Building historical road layouts from todays data - chippy
http://sk53-osm.blogspot.com/2014/12/city-stripping-building-historical-road.html

======
gus_massa
It's an interesting work, but it's difficult. I found a few historical
inaccuracies.

For example, in the reconstructed map the Avenida de Mayo (
[http://en.wikipedia.org/wiki/Avenida_de_Mayo](http://en.wikipedia.org/wiki/Avenida_de_Mayo)
) ends with a curved path near the Plaza Congreso
([http://en.wikipedia.org/wiki/Congressional_Plaza](http://en.wikipedia.org/wiki/Congressional_Plaza)).
I live only a few blocks away, so I know the zone very well.
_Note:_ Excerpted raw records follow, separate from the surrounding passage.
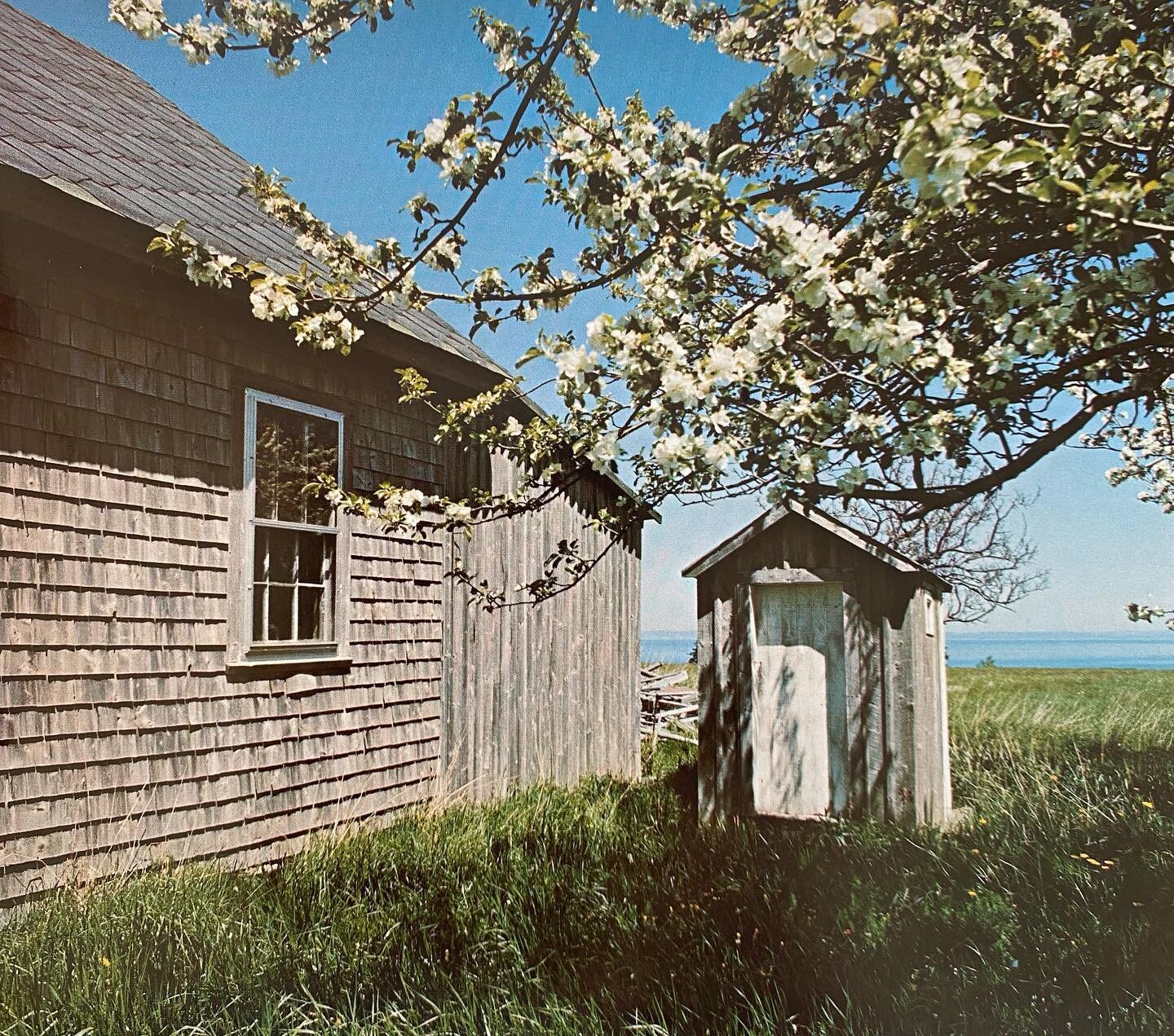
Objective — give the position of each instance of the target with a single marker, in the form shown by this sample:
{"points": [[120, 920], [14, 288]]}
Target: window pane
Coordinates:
{"points": [[275, 555], [280, 615], [309, 614], [293, 450], [258, 611], [311, 550], [293, 571]]}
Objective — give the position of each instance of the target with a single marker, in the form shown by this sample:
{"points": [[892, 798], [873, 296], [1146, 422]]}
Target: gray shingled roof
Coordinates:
{"points": [[73, 117]]}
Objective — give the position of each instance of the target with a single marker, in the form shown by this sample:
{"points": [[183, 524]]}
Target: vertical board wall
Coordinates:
{"points": [[896, 761], [123, 736]]}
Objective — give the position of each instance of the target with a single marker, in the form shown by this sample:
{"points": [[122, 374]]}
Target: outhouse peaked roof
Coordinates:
{"points": [[83, 123], [894, 558]]}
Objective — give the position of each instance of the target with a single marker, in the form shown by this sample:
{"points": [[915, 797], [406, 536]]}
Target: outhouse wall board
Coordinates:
{"points": [[885, 718]]}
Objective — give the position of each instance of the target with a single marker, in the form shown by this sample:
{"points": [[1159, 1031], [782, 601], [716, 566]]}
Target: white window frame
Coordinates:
{"points": [[245, 523]]}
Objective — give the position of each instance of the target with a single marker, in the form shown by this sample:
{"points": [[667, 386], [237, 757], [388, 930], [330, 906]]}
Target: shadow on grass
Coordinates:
{"points": [[605, 907]]}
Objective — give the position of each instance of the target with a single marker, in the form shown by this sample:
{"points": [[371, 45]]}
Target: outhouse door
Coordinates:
{"points": [[797, 651]]}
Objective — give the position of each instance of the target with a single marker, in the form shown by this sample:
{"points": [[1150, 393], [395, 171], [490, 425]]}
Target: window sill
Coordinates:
{"points": [[276, 668]]}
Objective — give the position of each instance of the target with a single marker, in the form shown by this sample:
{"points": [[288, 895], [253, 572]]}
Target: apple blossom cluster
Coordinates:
{"points": [[920, 237], [276, 26]]}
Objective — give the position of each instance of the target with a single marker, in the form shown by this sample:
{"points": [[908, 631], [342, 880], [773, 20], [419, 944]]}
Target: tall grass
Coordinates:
{"points": [[603, 908]]}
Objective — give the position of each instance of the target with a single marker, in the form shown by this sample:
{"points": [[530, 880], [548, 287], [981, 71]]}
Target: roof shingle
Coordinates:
{"points": [[72, 112]]}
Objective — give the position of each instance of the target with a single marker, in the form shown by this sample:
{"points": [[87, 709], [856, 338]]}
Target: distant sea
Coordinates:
{"points": [[1126, 649]]}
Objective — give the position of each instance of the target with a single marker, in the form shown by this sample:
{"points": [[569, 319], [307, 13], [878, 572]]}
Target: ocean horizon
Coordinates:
{"points": [[1033, 649]]}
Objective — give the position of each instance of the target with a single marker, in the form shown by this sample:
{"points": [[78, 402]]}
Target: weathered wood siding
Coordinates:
{"points": [[551, 691], [895, 752], [123, 737]]}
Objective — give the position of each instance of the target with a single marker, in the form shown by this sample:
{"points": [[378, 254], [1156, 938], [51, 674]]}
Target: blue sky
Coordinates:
{"points": [[328, 125]]}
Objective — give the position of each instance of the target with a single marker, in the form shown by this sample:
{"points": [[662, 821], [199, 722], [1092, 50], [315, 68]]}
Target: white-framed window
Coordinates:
{"points": [[293, 547]]}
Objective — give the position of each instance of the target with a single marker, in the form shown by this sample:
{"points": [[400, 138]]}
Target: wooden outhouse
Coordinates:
{"points": [[196, 659], [821, 675]]}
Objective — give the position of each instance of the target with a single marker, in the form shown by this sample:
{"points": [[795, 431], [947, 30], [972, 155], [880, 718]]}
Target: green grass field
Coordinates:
{"points": [[603, 910]]}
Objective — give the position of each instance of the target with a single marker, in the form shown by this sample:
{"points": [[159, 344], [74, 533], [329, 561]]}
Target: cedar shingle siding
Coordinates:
{"points": [[125, 736]]}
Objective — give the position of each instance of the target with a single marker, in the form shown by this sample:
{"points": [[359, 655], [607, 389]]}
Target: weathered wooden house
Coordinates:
{"points": [[821, 676], [197, 661]]}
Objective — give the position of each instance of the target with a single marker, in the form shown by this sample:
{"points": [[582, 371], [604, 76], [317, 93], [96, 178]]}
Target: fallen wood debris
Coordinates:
{"points": [[669, 709]]}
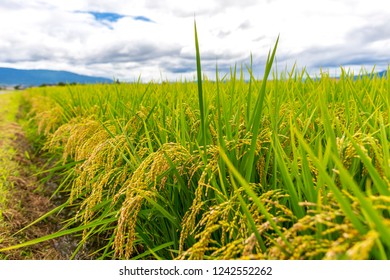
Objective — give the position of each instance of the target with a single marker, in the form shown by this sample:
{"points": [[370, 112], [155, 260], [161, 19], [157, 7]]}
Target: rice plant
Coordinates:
{"points": [[288, 168]]}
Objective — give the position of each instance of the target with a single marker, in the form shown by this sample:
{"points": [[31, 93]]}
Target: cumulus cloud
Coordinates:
{"points": [[124, 39]]}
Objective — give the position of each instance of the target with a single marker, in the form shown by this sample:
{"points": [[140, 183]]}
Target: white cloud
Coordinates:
{"points": [[55, 35]]}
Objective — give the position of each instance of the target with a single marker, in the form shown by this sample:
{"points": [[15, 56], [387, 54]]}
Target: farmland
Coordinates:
{"points": [[285, 168]]}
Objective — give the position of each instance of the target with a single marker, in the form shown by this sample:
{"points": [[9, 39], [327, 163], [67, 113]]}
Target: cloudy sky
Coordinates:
{"points": [[155, 38]]}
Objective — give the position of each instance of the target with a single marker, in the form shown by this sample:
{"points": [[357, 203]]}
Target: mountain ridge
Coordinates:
{"points": [[36, 77]]}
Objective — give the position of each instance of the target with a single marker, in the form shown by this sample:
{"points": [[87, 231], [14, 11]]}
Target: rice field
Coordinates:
{"points": [[290, 167]]}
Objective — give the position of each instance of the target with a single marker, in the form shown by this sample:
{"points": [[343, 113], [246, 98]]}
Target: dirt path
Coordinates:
{"points": [[22, 200]]}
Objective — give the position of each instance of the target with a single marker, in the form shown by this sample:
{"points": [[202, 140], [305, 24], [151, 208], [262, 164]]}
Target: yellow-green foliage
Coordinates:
{"points": [[135, 152]]}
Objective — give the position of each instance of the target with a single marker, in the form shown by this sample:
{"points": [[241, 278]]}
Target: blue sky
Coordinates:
{"points": [[154, 39]]}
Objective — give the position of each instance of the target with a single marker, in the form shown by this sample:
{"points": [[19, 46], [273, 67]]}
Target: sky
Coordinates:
{"points": [[154, 39]]}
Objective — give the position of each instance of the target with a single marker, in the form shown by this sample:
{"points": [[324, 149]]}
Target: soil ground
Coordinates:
{"points": [[22, 198]]}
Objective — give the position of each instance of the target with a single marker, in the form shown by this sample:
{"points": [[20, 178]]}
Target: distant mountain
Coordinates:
{"points": [[12, 77]]}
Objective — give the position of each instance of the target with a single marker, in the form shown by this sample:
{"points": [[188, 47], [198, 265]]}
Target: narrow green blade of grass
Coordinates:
{"points": [[255, 121], [153, 251], [200, 94], [341, 199], [253, 196], [366, 205]]}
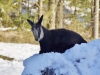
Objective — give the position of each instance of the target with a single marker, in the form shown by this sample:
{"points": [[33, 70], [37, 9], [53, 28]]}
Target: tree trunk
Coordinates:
{"points": [[59, 14], [96, 19], [40, 8]]}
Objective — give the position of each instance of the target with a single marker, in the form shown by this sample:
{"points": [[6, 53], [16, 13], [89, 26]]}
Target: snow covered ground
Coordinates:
{"points": [[17, 51], [82, 59]]}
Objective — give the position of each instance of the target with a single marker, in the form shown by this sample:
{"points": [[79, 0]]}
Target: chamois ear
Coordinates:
{"points": [[40, 20], [30, 22]]}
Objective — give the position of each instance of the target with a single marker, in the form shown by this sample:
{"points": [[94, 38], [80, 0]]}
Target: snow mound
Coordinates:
{"points": [[82, 59]]}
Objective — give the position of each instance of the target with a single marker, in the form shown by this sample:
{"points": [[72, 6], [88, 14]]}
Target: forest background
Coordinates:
{"points": [[77, 15]]}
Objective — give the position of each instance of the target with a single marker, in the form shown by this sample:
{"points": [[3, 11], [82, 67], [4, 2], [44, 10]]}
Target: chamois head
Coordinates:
{"points": [[37, 29]]}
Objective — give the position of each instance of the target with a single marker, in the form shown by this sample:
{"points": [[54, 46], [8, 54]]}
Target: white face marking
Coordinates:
{"points": [[38, 33]]}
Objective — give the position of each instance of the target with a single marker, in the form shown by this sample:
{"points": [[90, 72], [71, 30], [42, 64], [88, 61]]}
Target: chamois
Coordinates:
{"points": [[56, 40]]}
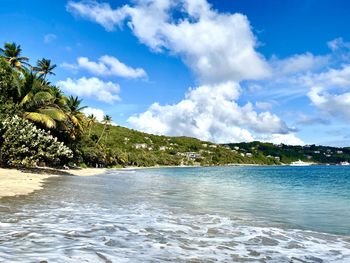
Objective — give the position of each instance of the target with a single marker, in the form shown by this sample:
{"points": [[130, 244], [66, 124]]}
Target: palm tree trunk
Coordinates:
{"points": [[90, 130], [104, 128]]}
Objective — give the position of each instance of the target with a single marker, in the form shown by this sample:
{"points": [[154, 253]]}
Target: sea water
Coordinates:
{"points": [[218, 214]]}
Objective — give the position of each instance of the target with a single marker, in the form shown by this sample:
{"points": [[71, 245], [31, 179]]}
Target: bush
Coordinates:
{"points": [[24, 144]]}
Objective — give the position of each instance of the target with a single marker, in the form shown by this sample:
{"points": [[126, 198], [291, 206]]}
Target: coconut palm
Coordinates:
{"points": [[75, 115], [12, 53], [106, 121], [39, 102], [44, 67]]}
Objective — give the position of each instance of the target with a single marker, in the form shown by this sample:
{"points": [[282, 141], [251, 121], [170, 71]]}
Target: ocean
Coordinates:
{"points": [[215, 214]]}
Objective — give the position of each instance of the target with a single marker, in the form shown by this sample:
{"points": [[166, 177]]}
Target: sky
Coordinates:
{"points": [[222, 71]]}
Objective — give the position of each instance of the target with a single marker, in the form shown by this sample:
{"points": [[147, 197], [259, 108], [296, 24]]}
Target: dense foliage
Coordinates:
{"points": [[39, 124], [26, 145], [287, 153]]}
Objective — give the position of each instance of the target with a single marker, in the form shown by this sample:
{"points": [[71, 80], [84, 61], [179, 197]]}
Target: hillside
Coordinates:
{"points": [[287, 154], [126, 147]]}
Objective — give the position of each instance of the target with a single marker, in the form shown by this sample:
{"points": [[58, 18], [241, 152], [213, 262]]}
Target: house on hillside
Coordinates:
{"points": [[140, 145]]}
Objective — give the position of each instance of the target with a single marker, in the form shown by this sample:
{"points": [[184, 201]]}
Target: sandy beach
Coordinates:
{"points": [[15, 182]]}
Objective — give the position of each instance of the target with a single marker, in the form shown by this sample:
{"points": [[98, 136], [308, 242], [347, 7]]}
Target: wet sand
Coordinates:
{"points": [[15, 182]]}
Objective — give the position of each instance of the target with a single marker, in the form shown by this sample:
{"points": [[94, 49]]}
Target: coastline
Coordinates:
{"points": [[14, 182]]}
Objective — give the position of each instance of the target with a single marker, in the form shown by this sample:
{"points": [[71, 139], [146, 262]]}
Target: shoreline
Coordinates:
{"points": [[14, 182]]}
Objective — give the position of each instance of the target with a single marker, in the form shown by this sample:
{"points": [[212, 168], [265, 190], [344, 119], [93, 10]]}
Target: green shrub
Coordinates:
{"points": [[24, 144]]}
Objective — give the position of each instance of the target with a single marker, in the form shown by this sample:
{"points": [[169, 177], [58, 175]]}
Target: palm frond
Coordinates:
{"points": [[44, 119]]}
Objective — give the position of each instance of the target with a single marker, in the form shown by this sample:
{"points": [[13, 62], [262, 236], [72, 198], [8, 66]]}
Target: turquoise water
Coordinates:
{"points": [[218, 214]]}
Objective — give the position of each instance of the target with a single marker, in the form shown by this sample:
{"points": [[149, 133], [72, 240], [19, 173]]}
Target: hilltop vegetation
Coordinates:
{"points": [[126, 147], [287, 153], [40, 125]]}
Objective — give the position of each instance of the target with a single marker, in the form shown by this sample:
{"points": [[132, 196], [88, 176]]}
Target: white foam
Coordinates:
{"points": [[142, 233]]}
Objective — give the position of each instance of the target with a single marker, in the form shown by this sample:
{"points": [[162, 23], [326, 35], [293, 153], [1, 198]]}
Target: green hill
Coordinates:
{"points": [[287, 153], [125, 147]]}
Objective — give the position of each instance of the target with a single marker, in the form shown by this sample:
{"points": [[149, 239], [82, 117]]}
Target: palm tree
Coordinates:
{"points": [[44, 67], [106, 121], [40, 103], [12, 53], [75, 115], [91, 121]]}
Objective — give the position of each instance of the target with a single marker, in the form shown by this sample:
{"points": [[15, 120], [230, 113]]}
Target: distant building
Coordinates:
{"points": [[141, 146]]}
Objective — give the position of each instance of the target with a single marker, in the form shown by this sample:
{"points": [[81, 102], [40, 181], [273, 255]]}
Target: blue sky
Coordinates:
{"points": [[223, 71]]}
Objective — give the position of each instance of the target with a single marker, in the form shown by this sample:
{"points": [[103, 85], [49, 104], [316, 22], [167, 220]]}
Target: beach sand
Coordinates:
{"points": [[15, 182]]}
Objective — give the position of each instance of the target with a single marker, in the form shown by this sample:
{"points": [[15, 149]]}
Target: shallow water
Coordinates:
{"points": [[228, 214]]}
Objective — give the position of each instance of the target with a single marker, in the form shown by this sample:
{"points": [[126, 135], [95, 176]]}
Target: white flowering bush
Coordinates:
{"points": [[22, 143]]}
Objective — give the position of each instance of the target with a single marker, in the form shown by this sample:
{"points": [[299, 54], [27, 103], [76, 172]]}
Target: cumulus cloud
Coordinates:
{"points": [[110, 66], [220, 48], [299, 63], [100, 12], [337, 105], [217, 47], [210, 113], [49, 38], [92, 87], [97, 112], [106, 66]]}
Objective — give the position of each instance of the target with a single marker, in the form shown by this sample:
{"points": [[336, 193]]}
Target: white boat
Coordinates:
{"points": [[299, 163]]}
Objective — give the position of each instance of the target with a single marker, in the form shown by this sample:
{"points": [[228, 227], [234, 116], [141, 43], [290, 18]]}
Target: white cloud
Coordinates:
{"points": [[97, 112], [49, 38], [337, 105], [263, 105], [337, 44], [110, 66], [209, 113], [101, 13], [92, 87], [106, 66], [332, 78], [299, 63], [217, 47]]}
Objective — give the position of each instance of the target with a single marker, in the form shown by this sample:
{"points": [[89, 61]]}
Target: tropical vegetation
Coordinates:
{"points": [[40, 125]]}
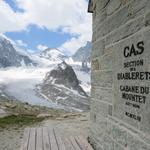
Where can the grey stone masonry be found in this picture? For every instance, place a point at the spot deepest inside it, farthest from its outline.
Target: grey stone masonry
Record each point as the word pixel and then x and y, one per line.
pixel 120 93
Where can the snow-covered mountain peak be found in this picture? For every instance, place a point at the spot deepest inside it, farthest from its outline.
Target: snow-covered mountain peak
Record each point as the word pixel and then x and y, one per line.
pixel 53 54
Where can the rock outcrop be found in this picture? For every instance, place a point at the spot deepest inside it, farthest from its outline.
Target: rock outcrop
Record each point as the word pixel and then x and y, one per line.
pixel 62 86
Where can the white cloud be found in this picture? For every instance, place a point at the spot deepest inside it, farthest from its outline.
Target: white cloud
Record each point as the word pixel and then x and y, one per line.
pixel 41 47
pixel 20 43
pixel 68 15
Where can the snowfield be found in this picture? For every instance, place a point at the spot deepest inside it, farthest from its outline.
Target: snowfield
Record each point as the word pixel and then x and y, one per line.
pixel 21 83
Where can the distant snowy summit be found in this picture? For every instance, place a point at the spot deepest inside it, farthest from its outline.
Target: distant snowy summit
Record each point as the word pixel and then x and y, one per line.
pixel 83 54
pixel 53 54
pixel 9 56
pixel 62 86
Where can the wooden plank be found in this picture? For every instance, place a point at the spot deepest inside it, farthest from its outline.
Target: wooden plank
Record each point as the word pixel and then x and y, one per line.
pixel 32 142
pixel 53 141
pixel 46 140
pixel 25 140
pixel 83 143
pixel 59 140
pixel 68 144
pixel 39 139
pixel 74 143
Perhaps a link to
the current Google map may help you to understand the discussion:
[https://www.google.com.ar/maps/@-34.6094993,-58.3877341,17z](https://www.google.com.ar/maps/@-34.6094993,-58.3877341,17z)

In the scanned map at the top of the article, the Avenida de Mayo is a
straight line and ends in a perpendicular intersection. In the current map, it
ends with a curved path that allows the cars to go into Avenida Rivadavia. The
Wikipedia article about Plaza Congreso explains that they didn't want to cut
the Plaza Loreto because it was used a as water supply for the carriages, and
the new extension was created in 1910.

Also, many of the Avenues marked in the map, in that time were usual narrow
streets. The increase of the wide was a much later project, but I can't find
the date now.